What saddens me about Bush is the overconfidence in his beliefs, and his unwillingness to take more time to analyze differing viewpoints. I am shocked on a daily basis by what I hear and read our future is to hold. But, I do my part, focus on the little things I can control.

Overall, I have moved beyond the election, hoping time will speed up, and this era of world events will be over before I die.

2005 and beyond? I wish for a public who will strive to understand all issues more fully. My brother who travels to Europe regularly always comes back with stories of how misinformed or ill informed many people are about the facts of IRAQ, IRAN, RUSSIA, CHINA, ISRAEL, PALESTINE, and the list goes on. The same ignorance can be found here in the US. Of course, that opinion reflects his own views, but nevertheless, no one today questions or analyses enough. To me, that is the biggest problem the world has to face.

I wish for a better PRESS. I don’t have faith in the present situation. DRIVEN mostly by ad revenue and craving power, they too are a big part of the problem. It’s standard procedure these days for the press to be feeding off rumor, feeding off poor research, seeming to just be concerned about what sells paper and ink. How many stories were printed that were factually incorrect? When was it that the NEWS became EDITORIAL? That every reporter was bucking to become the next great Anchor, or have influence over people, inserting their own views into reporting? Although the press can only report what it knows, they don’t seem to have a full picture (or at least report it) on any issue. And that has created quite a bit of chaos on the planet. Not to blame the press, but I feel by in large they have done a poor job of upholding their responsibility as humans.

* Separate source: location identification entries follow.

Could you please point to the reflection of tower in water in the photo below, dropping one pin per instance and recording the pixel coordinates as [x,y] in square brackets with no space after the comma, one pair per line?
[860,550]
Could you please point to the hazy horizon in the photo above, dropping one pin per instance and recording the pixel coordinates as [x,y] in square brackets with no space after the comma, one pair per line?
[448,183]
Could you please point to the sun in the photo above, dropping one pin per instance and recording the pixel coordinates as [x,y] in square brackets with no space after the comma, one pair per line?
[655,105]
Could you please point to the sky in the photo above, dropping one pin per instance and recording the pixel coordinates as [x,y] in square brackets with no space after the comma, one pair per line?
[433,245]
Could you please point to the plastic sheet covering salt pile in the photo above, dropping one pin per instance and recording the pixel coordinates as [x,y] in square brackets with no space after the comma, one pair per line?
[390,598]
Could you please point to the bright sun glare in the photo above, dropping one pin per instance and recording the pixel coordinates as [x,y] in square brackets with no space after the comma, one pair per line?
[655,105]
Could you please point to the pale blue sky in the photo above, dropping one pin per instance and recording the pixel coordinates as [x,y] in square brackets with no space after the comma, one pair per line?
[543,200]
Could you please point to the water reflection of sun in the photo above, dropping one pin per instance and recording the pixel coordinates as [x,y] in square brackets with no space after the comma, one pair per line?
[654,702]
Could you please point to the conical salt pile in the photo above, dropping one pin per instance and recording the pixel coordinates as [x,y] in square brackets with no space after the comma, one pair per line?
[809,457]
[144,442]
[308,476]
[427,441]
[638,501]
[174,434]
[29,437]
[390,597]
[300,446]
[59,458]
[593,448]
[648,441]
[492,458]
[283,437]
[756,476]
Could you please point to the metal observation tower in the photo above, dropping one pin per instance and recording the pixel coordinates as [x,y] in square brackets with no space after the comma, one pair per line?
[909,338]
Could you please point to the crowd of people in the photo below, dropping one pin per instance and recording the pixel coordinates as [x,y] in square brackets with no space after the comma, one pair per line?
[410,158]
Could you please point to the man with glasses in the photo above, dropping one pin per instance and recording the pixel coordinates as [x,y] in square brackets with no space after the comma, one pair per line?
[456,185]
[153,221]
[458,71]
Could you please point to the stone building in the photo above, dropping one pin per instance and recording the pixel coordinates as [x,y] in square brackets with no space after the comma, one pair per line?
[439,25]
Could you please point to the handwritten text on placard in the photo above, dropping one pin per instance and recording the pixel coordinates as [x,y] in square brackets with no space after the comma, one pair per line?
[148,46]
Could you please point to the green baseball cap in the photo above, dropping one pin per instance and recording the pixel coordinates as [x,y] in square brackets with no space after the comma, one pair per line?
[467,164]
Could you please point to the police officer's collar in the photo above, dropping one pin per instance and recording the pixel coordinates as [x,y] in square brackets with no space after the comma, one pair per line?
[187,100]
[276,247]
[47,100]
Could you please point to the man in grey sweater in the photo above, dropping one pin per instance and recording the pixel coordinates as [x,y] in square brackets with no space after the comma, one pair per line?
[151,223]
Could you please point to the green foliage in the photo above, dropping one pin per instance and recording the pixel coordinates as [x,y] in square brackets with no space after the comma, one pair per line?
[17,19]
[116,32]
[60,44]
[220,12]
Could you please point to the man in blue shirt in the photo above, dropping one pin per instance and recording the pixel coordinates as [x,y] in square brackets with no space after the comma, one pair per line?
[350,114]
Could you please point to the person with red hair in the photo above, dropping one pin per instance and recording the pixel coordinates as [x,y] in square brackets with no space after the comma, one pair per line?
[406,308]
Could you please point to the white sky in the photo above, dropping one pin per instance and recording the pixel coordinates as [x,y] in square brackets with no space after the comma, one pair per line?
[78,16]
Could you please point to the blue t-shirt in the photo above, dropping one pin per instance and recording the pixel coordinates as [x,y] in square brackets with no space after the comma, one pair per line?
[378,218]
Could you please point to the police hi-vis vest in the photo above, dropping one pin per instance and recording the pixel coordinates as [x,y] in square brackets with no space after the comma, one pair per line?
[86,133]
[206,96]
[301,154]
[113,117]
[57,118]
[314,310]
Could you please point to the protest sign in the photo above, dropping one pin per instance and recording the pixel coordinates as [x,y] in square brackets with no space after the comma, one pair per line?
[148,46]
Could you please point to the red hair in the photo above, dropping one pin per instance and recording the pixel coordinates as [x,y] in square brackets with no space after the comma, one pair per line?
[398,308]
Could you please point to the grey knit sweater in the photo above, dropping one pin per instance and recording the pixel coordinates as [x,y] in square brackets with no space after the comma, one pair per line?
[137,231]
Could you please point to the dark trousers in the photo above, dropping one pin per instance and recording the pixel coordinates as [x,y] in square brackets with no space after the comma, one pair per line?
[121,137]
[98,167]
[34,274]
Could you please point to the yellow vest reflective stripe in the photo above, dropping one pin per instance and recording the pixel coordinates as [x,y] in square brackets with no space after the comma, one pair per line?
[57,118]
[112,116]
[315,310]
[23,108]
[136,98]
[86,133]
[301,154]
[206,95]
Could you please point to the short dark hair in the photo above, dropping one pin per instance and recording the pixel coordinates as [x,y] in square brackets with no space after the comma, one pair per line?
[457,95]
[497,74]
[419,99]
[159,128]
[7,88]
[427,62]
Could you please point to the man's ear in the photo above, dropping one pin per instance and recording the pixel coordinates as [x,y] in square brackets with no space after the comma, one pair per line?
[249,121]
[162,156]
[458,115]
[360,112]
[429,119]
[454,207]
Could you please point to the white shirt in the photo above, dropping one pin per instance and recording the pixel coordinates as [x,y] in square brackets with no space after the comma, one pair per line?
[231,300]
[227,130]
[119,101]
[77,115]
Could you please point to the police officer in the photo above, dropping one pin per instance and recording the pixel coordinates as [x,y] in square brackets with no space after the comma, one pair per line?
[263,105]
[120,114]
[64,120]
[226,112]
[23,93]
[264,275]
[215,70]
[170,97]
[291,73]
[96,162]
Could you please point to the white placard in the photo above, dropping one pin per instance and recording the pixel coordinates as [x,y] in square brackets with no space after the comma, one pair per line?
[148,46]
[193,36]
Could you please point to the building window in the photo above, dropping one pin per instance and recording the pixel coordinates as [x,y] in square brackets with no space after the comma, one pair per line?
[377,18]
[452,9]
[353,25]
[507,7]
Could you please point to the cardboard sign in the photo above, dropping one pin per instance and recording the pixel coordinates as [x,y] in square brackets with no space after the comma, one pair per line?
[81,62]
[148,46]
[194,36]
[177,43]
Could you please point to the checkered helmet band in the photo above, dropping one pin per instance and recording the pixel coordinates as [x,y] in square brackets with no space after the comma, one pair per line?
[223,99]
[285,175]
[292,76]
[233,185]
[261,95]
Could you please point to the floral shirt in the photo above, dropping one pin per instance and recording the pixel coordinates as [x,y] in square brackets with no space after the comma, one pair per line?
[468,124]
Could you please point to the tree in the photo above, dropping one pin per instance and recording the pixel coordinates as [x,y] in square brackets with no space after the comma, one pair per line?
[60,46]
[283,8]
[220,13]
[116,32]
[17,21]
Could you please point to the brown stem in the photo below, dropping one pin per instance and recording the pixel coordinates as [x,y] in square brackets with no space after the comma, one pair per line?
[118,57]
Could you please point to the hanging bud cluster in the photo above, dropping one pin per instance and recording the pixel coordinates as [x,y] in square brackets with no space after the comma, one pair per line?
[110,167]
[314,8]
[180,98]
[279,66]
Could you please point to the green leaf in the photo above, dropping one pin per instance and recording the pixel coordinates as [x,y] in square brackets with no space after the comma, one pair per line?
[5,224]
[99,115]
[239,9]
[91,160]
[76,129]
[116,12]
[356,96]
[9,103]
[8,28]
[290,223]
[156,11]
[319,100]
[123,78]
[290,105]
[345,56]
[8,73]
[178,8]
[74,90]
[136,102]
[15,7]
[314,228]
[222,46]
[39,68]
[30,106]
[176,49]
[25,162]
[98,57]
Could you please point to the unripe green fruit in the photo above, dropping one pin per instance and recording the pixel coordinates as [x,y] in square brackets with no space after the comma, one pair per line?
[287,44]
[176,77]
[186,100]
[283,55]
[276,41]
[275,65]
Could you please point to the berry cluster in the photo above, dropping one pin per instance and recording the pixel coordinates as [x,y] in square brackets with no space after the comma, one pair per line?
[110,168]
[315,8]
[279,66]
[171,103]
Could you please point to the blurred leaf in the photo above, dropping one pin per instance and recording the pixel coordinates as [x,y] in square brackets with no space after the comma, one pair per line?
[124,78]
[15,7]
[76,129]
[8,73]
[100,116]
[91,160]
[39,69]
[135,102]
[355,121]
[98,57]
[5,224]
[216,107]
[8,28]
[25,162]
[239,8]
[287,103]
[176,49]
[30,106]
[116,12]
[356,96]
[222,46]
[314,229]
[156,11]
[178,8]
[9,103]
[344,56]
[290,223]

I also wish for good health and happiness for all I know, hope you have a great year. I hope I can make a difference in someone else’s life.

At 10:29 AM, Anonymous Anonymous said...

I've enjoyed reading your thoughts over the last several months but I
now feel compelled to respond to your remarks about the US relief
efforts after the Tsunami. I am far from an apologist for this
administration, however, the often repeated criticism in the media that
the US has been slow to respond is simplistic. The extent of this
disaster was not clear in first hours or even in the 1st day. As the
horrible magnitude of this catastrophe has been revealed the US has
steadily increased our commitment. Unlike most European nations, the
response of the US has not been limited to merely pledging funds. The US
has deployed two carrier battle groups with their attendant enormous
logistic support capabilities. A large amount the disaster relief
effort is being accomplished via the helicopter capabilities from the
carrier USS Abraham Lincoln. The US is the only nation capable of
projecting such a large amount of immediate physical humanitarian
relief. If you are only measuring commitment by dollars, be fair and
calculate (like you have done for the cost of the Iraq war) the daily
cost of operating 2 carrier battle groups comprised of dozens of ships
and many thousands of personnel. Oh and by the way, how about the
hundreds of million of dollars being donated by ordinary Americans, not
just to this crisis, but every time there is a need. You write about
America with the voice of someone who no longer remembers (or sees) the
great essence of this country. I'm sorry to see that.

At 10:30 AM, Anonymous Anonymous said...

The three day tsunami of silence -- I mean the one from Bush in Texas -- is yet another of those mind-bending events we have come to expect and will without fail continue to happen until January 20, 2009 exactly at noon. At least he wasn't playing golf & refusing to speak to reporters. The right-wing media (I don't suppose you get Fox "news" on cable?) has decided that the best defense to this is to scream and yell that the Chinese are so stingy! Now that's a comparison that makes me feel better. The good news is that they have been shamed and are now seriously on the case.

Disclaimer: Do not interpret the above paragraph as implied support for whatever Mr. Chirac thinks he's up to. Has there been a worse leader for France in the international community since the war (and I don't mean the Iraq war)? Bush and Chirac are almost made for each other, happy in their parallel universes of unilateral greatness.